The smaller Unionist parties leading the "No" campaign claim their traditional allies in the larger parties have been duped into accepting a deal that weakens Northern Ireland's position within the United Kingdom, and gives a political role to Republican "terrorists" and the government in the South.
The main Unionist parties defend their support for the agreement by stressing the promises they have received from British Prime Minister Tony Blair that Sinn Fein, the political wing of the Irish Republican Army, will not be allowed to take part in the governing of Northern Ireland until the group gives up its weapons.
They also emphasize that a "Yes" vote in the Republic of Ireland will formalize the Irish government's commitment to remove any claim to Northern Ireland from its constitution.
That constitutional claim that Northern Ireland is part of the Republic has been a key reason Unionists have previously refused to give the government in Dublin any say in what happens in the North.
Removal of the claim is being hailed by Unionists on the "Yes" side as a major achievement that would enshrine the principle of "consent" at the heart of the new government of Northern Ireland, and keep the North British.
Referendum makes new bedfellows
On the individual level, ahead of Friday's vote, I found it difficult to get a real sense of the way in which people in Northern Ireland planned to vote.
Many were reluctant to reveal their political allegiances or their voting intentions. Politics has always been a subject to avoid in the streets of Belfast.
But there was also a new feeling of personal responsibility among people I spoke with, which reflects a desire to vote as an individual rather than as a Catholic or Protestant, or a supporter of any particular party.
Most Catholics in Northern Ireland describe themselves as Republicans hoping for a united Ireland. Most Protestants describe themselves as Unionists who want to remain part of the United Kingdom.
There are, however, many shades of Unionism and Republicanism, with people on both sides prepared to compromise.
For years, extremists on both sides have used violence to deny moderates the opportunity to work together. Cease-fires have created a new atmosphere, and allowed parties with links to the militant groups into the peace talks that led to the agreement.
A large "Yes" vote would allow the moderates to come together in the new elected Assembly that gradually is to assume many government functions in Northern Ireland.
But it is not just moderates who are on the "Yes" side. Sinn Fein and the Progressive Unionist Party (which is linked to the extremist Loyalist Volunteer Force) also campaigned for a "Yes" vote.
Still, moderates on both sides want these parties to be denied seats in a new Assembly until their militant allies declare their cease-fires permanent and give up their weapons.
A division that's not traditional
The problem of weapons decommissioning, and the prospect of hard-line Unionist Parties determined to disrupt an assembly, mean Northern Ireland is likely to face years of political wrangling.
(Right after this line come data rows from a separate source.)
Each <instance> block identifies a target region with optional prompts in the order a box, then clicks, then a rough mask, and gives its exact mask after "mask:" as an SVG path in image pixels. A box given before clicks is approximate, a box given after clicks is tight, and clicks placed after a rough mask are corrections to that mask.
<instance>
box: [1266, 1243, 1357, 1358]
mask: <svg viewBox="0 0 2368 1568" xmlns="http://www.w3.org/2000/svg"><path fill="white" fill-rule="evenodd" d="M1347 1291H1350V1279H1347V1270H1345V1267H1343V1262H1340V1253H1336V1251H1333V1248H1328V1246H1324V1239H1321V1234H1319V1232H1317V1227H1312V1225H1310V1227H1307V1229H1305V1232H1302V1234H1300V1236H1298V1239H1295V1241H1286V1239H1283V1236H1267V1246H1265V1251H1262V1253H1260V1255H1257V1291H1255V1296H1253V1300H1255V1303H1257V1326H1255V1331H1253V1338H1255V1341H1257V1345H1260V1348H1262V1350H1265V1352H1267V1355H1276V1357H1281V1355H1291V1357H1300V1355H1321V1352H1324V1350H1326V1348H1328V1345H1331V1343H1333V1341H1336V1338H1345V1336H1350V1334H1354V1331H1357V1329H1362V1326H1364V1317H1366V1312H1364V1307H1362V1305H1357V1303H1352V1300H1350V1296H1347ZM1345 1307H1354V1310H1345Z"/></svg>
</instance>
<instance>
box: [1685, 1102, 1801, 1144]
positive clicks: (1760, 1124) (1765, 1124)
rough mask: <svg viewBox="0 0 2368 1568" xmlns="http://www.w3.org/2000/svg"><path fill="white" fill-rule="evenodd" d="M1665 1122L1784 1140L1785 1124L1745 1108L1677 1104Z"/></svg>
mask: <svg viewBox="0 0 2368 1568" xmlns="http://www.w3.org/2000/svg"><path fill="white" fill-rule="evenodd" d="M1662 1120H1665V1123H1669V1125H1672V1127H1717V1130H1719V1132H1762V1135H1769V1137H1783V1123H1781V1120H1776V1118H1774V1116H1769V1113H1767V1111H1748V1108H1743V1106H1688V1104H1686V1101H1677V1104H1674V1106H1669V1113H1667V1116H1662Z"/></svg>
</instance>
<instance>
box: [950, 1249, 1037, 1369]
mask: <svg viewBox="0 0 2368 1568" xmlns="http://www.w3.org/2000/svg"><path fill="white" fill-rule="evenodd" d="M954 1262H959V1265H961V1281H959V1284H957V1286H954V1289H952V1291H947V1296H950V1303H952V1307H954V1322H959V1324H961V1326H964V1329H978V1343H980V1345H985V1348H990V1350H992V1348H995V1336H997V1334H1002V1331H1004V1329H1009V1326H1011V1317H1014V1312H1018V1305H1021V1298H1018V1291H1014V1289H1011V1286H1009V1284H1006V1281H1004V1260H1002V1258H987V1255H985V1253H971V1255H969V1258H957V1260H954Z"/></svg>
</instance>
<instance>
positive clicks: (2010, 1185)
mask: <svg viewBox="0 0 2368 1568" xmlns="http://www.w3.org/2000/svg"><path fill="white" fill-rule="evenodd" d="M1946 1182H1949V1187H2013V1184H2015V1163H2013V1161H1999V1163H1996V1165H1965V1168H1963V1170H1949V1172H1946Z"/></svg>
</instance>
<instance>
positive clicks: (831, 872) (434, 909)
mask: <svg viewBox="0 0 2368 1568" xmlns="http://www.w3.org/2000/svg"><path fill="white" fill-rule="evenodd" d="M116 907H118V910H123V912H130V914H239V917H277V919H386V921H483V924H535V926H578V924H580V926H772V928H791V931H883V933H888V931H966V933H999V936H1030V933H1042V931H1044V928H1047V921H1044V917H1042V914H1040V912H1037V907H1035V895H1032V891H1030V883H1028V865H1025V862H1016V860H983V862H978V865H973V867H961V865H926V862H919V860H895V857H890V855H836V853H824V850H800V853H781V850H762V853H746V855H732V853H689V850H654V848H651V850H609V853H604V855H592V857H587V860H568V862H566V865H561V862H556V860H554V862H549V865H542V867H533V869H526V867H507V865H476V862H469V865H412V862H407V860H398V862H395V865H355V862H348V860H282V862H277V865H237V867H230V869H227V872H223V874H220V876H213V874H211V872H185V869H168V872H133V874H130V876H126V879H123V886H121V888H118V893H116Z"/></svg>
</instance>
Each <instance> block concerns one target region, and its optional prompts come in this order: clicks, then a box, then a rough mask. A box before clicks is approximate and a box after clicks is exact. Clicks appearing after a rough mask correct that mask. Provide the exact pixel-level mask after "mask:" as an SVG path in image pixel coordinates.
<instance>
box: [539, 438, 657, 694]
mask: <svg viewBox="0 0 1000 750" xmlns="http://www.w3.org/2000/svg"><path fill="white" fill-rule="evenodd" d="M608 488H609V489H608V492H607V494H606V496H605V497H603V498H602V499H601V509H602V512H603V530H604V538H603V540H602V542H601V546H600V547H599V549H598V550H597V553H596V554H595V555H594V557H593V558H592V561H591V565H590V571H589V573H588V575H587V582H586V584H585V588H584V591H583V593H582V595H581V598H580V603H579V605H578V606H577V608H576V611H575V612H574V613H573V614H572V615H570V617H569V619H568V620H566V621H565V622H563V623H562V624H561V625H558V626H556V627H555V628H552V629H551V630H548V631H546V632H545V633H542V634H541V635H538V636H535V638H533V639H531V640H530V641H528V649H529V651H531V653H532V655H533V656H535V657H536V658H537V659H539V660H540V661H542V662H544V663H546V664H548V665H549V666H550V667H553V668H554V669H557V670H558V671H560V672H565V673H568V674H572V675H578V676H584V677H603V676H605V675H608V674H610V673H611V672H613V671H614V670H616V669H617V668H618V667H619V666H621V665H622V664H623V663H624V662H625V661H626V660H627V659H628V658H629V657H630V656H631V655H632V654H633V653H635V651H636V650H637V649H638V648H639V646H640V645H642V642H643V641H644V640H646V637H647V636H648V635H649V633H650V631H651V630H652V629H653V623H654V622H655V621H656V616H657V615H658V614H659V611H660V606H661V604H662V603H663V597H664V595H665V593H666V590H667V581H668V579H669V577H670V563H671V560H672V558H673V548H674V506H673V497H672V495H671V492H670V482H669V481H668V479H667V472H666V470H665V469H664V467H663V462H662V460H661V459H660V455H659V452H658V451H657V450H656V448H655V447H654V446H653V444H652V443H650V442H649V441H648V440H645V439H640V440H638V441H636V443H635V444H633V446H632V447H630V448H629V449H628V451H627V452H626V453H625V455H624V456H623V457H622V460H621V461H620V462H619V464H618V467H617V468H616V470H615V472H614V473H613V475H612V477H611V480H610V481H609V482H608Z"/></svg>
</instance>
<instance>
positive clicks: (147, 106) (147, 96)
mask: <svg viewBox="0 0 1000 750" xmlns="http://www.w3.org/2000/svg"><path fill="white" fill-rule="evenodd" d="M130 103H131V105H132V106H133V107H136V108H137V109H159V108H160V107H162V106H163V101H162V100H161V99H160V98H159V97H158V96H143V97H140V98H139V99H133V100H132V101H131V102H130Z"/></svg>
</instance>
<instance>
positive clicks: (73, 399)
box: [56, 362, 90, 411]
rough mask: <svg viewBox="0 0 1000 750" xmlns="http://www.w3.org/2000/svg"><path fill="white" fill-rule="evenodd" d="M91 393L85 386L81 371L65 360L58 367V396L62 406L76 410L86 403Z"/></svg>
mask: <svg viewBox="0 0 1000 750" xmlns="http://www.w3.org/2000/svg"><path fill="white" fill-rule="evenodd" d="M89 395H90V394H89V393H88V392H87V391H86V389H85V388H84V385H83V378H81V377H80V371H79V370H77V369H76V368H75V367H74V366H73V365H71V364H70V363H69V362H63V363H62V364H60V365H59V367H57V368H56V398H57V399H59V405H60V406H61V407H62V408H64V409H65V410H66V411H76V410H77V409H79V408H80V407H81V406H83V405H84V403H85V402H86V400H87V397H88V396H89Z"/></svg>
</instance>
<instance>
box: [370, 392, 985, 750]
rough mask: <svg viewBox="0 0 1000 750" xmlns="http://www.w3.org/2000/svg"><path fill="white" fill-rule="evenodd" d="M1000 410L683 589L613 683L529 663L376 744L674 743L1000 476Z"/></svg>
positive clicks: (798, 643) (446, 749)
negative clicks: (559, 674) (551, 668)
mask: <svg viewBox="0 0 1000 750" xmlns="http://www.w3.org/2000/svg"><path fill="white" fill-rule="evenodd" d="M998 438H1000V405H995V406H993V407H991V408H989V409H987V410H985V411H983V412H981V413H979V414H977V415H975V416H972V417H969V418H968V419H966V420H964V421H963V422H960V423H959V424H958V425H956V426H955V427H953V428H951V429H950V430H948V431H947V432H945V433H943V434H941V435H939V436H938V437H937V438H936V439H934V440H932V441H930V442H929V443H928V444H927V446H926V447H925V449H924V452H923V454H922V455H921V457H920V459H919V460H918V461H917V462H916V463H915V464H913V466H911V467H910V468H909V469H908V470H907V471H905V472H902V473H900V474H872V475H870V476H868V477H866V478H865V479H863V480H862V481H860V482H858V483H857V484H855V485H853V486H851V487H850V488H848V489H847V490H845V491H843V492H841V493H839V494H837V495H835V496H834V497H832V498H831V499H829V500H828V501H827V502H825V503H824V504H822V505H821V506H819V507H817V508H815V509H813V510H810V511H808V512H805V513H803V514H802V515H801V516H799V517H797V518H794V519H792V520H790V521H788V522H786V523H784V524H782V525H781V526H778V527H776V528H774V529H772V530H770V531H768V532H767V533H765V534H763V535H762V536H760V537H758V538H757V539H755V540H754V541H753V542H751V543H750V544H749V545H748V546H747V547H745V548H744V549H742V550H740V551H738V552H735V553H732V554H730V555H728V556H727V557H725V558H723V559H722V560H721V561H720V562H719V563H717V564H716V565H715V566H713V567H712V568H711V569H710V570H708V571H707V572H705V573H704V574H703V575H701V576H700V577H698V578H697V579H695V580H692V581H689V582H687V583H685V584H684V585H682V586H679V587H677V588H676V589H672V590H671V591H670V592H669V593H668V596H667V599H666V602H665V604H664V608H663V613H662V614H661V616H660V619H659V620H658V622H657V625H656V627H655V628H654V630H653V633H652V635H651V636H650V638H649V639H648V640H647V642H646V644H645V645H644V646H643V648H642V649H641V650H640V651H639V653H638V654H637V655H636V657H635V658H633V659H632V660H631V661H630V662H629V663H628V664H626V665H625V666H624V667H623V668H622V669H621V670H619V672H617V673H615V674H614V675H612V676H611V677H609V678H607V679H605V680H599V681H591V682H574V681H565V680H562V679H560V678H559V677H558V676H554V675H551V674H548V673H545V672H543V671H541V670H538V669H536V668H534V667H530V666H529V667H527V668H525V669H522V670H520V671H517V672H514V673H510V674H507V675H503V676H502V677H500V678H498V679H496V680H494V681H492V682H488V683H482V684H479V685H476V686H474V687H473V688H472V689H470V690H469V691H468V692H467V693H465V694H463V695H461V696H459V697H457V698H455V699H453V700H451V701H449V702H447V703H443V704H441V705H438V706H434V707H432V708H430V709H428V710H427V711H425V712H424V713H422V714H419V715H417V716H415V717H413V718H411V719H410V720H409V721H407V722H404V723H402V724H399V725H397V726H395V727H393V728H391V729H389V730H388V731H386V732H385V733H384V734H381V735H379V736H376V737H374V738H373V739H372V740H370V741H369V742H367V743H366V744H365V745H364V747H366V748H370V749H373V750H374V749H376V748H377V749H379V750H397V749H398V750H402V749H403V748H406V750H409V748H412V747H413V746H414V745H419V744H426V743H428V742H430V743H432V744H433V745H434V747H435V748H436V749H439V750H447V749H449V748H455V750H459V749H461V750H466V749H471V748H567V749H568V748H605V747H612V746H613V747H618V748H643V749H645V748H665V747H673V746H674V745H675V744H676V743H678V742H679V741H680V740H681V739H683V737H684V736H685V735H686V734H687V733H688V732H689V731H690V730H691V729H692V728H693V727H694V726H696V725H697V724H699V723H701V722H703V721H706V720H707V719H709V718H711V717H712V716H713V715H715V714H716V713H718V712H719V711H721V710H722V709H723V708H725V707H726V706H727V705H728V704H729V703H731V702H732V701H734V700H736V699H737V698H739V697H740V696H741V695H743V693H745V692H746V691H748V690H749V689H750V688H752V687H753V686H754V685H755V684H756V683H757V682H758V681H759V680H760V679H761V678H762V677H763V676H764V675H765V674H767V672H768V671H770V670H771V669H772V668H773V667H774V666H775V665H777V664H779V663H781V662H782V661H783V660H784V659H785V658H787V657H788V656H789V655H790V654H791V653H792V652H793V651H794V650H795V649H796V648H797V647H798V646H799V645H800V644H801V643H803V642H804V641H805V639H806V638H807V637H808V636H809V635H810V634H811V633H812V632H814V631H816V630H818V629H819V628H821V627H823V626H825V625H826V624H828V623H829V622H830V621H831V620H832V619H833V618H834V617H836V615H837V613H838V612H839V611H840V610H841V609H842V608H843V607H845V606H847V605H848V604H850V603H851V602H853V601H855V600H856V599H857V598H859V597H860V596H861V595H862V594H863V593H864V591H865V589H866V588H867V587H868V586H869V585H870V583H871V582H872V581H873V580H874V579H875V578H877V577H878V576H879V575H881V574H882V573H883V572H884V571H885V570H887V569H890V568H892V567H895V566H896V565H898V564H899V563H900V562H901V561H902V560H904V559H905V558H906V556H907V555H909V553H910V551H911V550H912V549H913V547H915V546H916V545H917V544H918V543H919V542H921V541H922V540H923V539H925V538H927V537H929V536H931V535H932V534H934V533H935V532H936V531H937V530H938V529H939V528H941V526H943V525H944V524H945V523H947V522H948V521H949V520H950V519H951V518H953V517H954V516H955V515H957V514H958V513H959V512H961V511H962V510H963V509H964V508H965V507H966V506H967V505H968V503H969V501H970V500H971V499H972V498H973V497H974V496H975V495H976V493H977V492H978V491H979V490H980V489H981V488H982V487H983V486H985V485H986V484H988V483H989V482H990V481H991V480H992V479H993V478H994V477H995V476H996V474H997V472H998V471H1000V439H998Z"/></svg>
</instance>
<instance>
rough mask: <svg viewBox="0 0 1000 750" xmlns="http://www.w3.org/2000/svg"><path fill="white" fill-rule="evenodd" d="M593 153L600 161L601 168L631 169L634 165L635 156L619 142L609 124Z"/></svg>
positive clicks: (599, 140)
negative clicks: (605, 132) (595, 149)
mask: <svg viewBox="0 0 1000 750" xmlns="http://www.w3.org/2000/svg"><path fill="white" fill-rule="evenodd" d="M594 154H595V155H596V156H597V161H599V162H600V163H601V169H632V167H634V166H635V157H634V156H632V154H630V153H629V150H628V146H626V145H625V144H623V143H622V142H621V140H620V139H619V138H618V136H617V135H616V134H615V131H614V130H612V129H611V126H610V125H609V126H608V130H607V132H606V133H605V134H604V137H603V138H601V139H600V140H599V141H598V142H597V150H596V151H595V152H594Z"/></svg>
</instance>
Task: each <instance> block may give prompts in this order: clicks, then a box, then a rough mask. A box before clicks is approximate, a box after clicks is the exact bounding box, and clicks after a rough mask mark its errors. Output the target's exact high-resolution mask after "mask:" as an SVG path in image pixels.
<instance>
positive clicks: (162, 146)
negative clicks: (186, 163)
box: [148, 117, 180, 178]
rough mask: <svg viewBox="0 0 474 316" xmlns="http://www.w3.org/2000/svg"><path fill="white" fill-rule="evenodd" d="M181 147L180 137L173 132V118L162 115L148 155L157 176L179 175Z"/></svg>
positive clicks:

But the sight of Unionist and Republican politicians campaigning on the same side for a "Yes" vote, to most of the people with whom I have spoken in Belfast this week, is in itself a concrete achievement of the peace agreement.
To them, political wrangling is a lot better than bombs and guns.
The threat of violence has diminished but not disappeared. Some breakaway militant groups on both sides have not declared cease-fires. And the IRA and the main Loyalist militant groups are still heavily armed.
Suspicions remain high on all sides in Northern Ireland after decades of violence and hundreds of years of British rule in all or part of Ireland.
But the divisions that have always been drawn along religious lines, between Catholic and Protestant communities, appear to have shifted, temporarily at least.
The new division is between those who see a "Yes" vote as either a vote for peace or giving them some political advantage, and those who see a "No" vote as rejecting an agreement that would put them at a political disadvantage or create conditions for further violence.
Whatever the result, in giving the people a chance to express themselves independently from religious and political traditions, the agreement and the referendums already have changed the political environment in Northern Ireland beyond recognition.